Le malentendu


 

D'un pas rapide, élégamment vêtue, portant d'une main un sac et de l'autre un haut bouquet de fleurs prises dans la gaine transparente d'un cellophane, sortant d'une boutique de fleuriste, produites vraisemblablement en Hollande et destinées à être offertes, mises dans un vase en rituel d'amitié, de familiarité, de convenance, ou de solitude peut-être, à faire entrer dans une maison un sentiment, un souvenir, un vœu. Rappelant les grandes fleurs tropicales, audacieuses de beauté. Aujourd'hui ici tout près on trouve aussi dans les plates-bandes des grands lys jaunes ouvrant de généreuses corolles sur des fines antennes dardant leur petite tête ocre moussue. Ces hybrides horticoles, répartis dans certains quartiers en vue, les pavés bien alignés en volutes décoratives, les bancs offerts aux piétons, les beaux platanes aux bras voluptueux offrant l'ombrage aux passants, la tranquille agitation de leurs feuilles, les baies vitrées de la rotonde du Grand Café des Arts au travers desquelles joue le soleil et étincelle un mobilier presque transparent de chaises, tables, dossiers, nappes blanches, verres attendant leurs convives, sur le sol de la terrasse dallée les fragments de feuilles tombées de toutes couleurs, les pétales, les poussières de pollen en vaguelettes, les franges d'écume de terre mouillée ou de mousses sur lesquelles se promène un pailletis de soleil. Tout cela, et les petits monticules de bois haché répandus sur la terre des massifs, leur bordure de balustrade basse en planchettes brutes, tout ce décor agréable, tout ce piège à bien-être que nous nous sommes construit et entretenons soigneusement avec l'obstination des araignées pour nous y prendre nous-mêmes, l'un tentant de le décrire sur son carnet, l'autre, une dame un peu alourdie d'elle-même, de ses paquets, de la chaleur, venue s'asseoir sur un petit banc, les trois jeunes filles s'enjouant de leurs voix chantantes un peu trop fortes car elles se croient incomprises ici dans leur langue espagnole, tous, nous tenons notre rôle d'habitants de cette région du monde encore privilégiée, de cette Europe encore enviée.
En-dessous reposent nos parts d'angoisse, plus ou moins profondément, plus ou moins vives ou endormies.

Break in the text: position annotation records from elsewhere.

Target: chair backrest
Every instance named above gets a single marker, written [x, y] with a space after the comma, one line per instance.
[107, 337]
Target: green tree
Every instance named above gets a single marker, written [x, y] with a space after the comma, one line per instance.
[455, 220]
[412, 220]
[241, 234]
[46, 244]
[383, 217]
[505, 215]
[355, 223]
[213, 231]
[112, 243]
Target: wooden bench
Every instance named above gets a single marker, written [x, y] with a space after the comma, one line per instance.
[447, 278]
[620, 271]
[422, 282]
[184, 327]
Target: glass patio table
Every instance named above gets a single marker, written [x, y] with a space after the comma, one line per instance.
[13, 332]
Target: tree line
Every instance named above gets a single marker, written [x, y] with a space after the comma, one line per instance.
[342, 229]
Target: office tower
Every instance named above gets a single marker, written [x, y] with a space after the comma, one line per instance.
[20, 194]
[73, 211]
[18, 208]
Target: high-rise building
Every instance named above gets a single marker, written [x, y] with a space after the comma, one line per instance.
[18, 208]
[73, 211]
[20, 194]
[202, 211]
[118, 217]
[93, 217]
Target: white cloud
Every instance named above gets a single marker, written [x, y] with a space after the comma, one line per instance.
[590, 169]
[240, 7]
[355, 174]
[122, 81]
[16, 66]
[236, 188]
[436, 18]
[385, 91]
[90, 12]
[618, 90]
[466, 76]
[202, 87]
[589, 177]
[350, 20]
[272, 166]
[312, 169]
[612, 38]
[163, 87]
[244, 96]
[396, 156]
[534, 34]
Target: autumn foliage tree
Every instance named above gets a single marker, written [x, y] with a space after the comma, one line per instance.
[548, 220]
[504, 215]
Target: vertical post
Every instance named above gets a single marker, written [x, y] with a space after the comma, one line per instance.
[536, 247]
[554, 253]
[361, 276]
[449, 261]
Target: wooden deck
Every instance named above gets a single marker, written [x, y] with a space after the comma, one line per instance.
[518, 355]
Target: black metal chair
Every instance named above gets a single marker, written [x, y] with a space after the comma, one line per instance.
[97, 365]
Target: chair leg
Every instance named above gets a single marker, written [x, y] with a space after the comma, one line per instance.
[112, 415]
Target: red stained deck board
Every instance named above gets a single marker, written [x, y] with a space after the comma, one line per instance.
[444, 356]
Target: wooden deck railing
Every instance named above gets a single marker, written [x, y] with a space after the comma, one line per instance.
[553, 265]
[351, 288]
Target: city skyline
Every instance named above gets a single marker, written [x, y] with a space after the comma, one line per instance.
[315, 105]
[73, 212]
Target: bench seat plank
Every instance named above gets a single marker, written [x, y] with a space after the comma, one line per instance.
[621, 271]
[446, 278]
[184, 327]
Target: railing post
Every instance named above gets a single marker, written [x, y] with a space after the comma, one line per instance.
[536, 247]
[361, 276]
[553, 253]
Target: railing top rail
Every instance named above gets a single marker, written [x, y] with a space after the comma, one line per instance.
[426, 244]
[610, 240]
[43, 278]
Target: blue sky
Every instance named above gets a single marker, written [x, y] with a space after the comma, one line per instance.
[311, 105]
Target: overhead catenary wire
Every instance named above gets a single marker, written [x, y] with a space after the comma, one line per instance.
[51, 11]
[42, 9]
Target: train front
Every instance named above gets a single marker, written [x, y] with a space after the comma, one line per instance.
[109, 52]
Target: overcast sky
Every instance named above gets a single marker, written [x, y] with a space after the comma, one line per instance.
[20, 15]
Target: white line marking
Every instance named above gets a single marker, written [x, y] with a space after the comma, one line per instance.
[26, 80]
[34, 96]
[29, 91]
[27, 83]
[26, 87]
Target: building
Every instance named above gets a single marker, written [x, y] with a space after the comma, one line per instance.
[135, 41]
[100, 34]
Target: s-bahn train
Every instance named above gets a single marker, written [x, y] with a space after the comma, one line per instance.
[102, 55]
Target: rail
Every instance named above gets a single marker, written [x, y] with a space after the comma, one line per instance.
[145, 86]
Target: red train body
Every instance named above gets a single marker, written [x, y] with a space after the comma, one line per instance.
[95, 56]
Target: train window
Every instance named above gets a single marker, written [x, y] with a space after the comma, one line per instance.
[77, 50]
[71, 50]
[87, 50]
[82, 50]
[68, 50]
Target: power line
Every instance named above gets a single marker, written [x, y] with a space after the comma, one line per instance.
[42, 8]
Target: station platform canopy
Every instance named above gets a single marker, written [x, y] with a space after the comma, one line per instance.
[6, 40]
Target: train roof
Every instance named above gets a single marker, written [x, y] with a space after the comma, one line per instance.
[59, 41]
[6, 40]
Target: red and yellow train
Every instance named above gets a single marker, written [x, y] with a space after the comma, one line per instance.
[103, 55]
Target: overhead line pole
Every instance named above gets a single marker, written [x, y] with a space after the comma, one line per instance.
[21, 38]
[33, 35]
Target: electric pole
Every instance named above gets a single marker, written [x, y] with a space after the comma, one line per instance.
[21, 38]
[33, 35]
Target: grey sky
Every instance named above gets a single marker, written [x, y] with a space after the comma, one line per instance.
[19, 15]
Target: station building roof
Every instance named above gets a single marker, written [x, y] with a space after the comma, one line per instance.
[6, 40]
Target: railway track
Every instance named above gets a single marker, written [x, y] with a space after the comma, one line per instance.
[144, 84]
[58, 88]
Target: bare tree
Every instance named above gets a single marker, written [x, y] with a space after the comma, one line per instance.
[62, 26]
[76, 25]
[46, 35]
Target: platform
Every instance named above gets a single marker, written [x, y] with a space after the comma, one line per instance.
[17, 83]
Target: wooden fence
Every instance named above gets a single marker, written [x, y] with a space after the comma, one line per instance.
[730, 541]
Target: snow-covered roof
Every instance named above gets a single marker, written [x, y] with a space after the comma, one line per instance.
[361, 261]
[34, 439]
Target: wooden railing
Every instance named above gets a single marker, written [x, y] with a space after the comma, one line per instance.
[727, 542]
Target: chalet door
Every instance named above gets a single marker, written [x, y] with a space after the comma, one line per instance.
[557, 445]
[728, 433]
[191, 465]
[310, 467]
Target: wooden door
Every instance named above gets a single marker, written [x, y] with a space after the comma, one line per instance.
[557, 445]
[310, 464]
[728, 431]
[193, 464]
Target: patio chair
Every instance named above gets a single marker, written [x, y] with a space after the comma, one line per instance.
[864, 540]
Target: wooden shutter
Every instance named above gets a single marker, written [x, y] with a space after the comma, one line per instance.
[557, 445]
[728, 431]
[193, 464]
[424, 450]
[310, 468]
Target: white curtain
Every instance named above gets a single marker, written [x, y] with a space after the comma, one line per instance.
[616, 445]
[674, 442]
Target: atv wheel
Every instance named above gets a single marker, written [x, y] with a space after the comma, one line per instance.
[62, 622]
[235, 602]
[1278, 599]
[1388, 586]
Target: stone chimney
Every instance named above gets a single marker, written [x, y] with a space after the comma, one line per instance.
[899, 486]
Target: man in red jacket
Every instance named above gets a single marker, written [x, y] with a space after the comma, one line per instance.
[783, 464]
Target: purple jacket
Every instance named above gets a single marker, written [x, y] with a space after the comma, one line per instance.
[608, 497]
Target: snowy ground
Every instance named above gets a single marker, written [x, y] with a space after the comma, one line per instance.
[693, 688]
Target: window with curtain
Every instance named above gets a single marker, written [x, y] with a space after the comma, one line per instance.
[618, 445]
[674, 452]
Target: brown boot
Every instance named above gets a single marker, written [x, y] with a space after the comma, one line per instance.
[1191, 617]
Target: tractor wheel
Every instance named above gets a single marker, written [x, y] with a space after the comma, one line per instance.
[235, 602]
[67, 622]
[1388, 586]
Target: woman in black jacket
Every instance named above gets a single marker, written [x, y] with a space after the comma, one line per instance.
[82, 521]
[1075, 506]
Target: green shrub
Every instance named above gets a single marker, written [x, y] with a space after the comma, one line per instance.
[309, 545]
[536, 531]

Sur les hauteurs de la ville il y a des promenades champêtres où l'on côtoie de près oiseaux, insectes, fleurs, plantes, ciel et nuages. La rumeur est assourdie, plus lointaine, les immeubles, les cubes de béton et les divers bâtiments sans charme sont à quelque distance en contrebas. On est un peu mangé par des piqûres, des allergies, mais on entend de beaux sons, de beaux chants, on croise des gens polis et détendus. Les allées, les plantations sont soignées, organisées sans enclos, sans rigidités. Le monde économique, compétitif, hiérarchisé, policier, semble mis à distance, ce jour-ci, dimanche heureusement préservé. Une petite compagnie de fourmis déambule avec nonchalance dans le gravier. Leur noir luisant, incomparable, rebondit dans la lumière, il vaut de l'or. Tout comme le chant du merle. L'accaparement des richesses n'est d'aucune nécessité, seule leur préservation, la gestion de leur mise en valeur, de leur accès partagé importe. Un lézard attend à côté de moi sur le banc. Écouter, dessiner, écrire, laisser l'attention se poser autour de soi, un moment passé sur cette butte champêtre fait surgir l'immensité d'une nature qui a tout à nous apprendre.